Below I have summarized all the key points from lasts nights call:
CMG’s New strategy going forward:
- Becoming a more culturally relevant, engaging brand that builds love and loyalty (customer facing initiative)
- Digitizing and modernizing our restaurant experience that creates a more convenient and enjoyable guest experience (customer facing initiative to make it easier to order food)
- Running great restaurants with great hospitality and throughput (customer facing initiative that Scott Boatright has been working on for 2 years)
- Being disciplined and focused to enhance our powerful economic model (internal process)
- Building a great culture that can innovate and execute across digital, access, menu and the restaurant experience (internal process)
Positives from the CEO:
- Consumers really love our brand, and now our marketing will lean into that to increase awareness and remind customers why they fell in love with Chipotle.
- We also have an excellent value proposition (I'm not sure what he means by this).
- New restaurant economics today are very strong (not going to slow new unit capital spending).
- We have built a solid foundation and made progress in digital that we expect to accelerate in the coming months (big opportunity).
- Our second make-line is a significant competitive advantage that enables throughput and efficiency that enhances our economic model going forward (this is where there is significant leverage in the business model).

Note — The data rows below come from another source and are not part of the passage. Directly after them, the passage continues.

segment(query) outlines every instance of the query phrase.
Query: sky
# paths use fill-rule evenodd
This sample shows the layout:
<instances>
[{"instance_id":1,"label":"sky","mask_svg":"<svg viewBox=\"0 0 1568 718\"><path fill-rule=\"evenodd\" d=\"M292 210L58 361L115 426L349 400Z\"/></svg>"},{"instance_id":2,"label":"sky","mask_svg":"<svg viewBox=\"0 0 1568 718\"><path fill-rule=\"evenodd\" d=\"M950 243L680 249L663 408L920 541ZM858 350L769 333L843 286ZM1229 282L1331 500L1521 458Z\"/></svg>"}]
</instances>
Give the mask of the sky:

- I'm very proud of the passionate people we have working in or supporting our roughly 2,500 restaurants that are responding enthusiastically to our new strategy (redefining the culture of CMG is critical)
Negatives from the CEO:
- There is a lack of discipline around priorities, process and accountability, and we are not sufficiently results focused, which made us reactive and hampered execution (when the old CEO lives in NYC its a problem and why he is moving the company to CA).

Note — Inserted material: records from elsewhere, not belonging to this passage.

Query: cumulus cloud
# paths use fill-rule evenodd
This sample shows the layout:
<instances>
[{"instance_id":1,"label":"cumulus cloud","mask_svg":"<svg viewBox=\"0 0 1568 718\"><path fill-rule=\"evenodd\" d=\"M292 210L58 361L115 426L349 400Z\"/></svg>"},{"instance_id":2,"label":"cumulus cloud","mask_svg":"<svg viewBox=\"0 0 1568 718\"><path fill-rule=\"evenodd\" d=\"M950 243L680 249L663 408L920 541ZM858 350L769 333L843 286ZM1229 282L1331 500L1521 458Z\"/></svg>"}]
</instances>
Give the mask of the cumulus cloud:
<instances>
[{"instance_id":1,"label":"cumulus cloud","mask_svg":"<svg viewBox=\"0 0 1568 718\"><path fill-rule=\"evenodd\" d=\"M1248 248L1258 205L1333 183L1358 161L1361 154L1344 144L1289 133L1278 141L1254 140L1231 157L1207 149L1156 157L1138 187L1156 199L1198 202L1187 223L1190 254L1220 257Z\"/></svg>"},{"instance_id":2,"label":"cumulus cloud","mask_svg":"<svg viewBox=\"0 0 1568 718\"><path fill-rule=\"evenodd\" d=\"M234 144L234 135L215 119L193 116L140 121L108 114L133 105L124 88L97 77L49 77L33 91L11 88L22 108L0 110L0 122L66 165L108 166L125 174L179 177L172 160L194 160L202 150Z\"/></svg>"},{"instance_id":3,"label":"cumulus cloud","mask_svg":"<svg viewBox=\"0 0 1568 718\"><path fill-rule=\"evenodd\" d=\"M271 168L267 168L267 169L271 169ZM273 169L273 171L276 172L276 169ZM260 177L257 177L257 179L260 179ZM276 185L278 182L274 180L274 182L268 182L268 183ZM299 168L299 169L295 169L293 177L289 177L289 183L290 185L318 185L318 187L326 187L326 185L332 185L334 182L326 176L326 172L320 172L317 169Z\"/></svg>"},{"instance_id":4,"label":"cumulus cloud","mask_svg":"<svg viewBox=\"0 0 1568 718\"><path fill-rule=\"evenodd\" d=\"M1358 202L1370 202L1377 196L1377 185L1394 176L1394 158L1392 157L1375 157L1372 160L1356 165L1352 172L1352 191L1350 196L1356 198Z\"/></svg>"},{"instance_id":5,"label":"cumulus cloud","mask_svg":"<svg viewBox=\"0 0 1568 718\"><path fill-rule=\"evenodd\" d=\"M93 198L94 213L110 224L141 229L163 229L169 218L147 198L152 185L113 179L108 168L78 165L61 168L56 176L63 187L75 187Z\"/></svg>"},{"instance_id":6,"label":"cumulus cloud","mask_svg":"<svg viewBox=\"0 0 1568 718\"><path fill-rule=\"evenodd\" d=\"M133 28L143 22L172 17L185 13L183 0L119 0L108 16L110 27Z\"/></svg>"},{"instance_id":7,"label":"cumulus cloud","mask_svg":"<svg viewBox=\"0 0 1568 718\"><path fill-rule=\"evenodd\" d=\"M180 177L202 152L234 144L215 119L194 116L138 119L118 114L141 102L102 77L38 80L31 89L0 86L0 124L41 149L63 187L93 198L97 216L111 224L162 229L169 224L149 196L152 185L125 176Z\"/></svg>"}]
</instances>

- I found skills gaps in many areas and insufficient data for decision making that have held us back from reaching our potential (Moving to CA for this reason?).
- There is no validated menu innovation pipeline (this was obvious)
- A general lack of customer understanding and no real process for scaling and commercializing innovation (confirming the old CMO was a joke)
Words of caution from the CEO:
- We have a lot of work to do to win today and cultivate a better future (stock is up 50% YTD for what reason?)
- It's important to be patient and recognize that people and process changes don't happen overnight (look to FY 2019 for progress).
- We need to add talent, build and create muscle memory around processes and testing capabilities, and upgrade our enabling tools and technology.
- We're focusing on the singles and doubles that can create short-term sales and transaction momentum, while we build capabilities behind larger opportunities ( the larger opportunities are in 2020 and beyond).
Comments from the CFO:
- I want to remind everyone that we're not providing a financial update on our current quarter and we're not updating or reaffirming the guidance provided on our last earnings call.
- I'm confident that the strategies will lead to higher average unit volumes and higher margins in the future (we all want to know when!).
- In the meantime, we know that a combination of great operations, clever marketing and pushing further into our digital initiatives will drive near-term sales growth (i.e the singles and doubles the CEO was referring too).
- These nonrecurring costs primarily relate to the moving of our offices, the restructuring of our organization and the closing of underperforming restaurants.
- In aggregate, we expect these costs to be in the range of $115 million to $135 million. Of that amount, we expect about $50 million to $60 million will hit the second quarter.
- While most of the remaining charges will hit in 2018, there will likely be some charges, particularly related to terminating restaurant and office leases that will spill into 2019.
- As a result of our review of underperforming restaurants, we expect to close between 55 and 65 restaurants, including the 5 Pizzeria Locale restaurants located outside of Denver ( always good news to see this).
We will have more details as they become available!